I watched people’s faces at my signing. Some saw the “horror” label, set the book down, patted the spooky scarecrow cover, grimaced, and made a brisk escape. A couple muttered, “I don’t read that kind of stuff,” or, “I don’t read horror, I only read King and Koontz.”
“But it’s not horror,” I wanted to say, not sure whether this constituted smart marketing or just plain lying. “This book is about the relationship between a mother and her daughter—it’s chick lit! It draws on Appalachian culture and religion. It’s a mystery, a paranormal romance, a psychological thriller—whatever category you want it to be!”
Who cares about the man-eating goats? What about the long sex scene where the new wife is possessed by the ghost of the dead wife? Those are sprigs of parsley, added for color and not taste. Those who take the time to talk to me about the story usually end up buying a copy, even people who profess a dislike for the genre. Once they get past that “H-word,” they see the story may serve up more than just the rehashed tropes and murder-by-numbers plots that plague too many modern horror movies.

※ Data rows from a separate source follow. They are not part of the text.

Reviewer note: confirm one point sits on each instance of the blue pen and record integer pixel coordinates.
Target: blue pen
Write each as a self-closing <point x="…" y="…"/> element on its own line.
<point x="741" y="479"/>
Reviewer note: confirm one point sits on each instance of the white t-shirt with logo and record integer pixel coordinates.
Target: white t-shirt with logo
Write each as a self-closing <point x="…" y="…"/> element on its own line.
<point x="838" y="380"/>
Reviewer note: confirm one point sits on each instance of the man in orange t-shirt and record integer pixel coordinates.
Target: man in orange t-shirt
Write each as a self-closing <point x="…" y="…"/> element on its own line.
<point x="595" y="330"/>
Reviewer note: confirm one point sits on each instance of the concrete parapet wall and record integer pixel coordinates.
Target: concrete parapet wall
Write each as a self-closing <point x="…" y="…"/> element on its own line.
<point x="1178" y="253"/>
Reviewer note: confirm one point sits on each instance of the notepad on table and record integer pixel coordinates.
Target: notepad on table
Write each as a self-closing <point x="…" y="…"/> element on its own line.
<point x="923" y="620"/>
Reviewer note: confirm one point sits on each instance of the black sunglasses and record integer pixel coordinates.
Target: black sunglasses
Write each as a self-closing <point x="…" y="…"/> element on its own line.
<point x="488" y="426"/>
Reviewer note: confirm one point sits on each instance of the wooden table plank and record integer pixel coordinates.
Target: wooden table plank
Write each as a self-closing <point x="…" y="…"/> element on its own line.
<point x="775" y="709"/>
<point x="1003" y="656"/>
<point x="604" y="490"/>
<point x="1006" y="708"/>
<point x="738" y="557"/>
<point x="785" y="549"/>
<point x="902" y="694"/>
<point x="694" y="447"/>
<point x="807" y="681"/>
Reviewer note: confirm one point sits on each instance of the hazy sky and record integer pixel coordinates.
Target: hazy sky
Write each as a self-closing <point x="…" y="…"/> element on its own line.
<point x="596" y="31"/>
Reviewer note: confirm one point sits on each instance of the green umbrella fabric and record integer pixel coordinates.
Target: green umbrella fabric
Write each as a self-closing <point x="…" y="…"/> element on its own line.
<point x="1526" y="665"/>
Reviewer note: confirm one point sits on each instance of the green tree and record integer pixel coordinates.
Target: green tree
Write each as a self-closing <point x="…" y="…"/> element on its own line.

My horror peers were a step ahead of me. They quit calling their books “horror novels.” Now their agents pitch them as “supernatural thrillers.” Same books, different words, higher advances, more marketing, a collective sigh of relief from the sales departments. At last they have books they can sell without embarrassment, as if horror were the literary equivalent of naughty pictures.
And then the indie revolution happened, and horror is back out of the closet, breaking the invisible chains that sought to keep it from the light.
I was the last horror writer in America, but only for a dark moment in literary history. Now we are everywhere, shambling, clawing, growling our way back into the hearts of readers, you who thirst like a coffined vampire or hunger like the last of the living dead.
Eight of my writing peers are happy to march in the ranks, and their contributions are shared here in our communal anthology project. Vampires, ghouls, zombies, serial killers, and other creepy creatures of the night infest these pages, proud to disturb your sleep or stir your fevered imagination.
Horror is back, but it never really left, because horror doesn’t die. And it doesn’t care. Horror just is.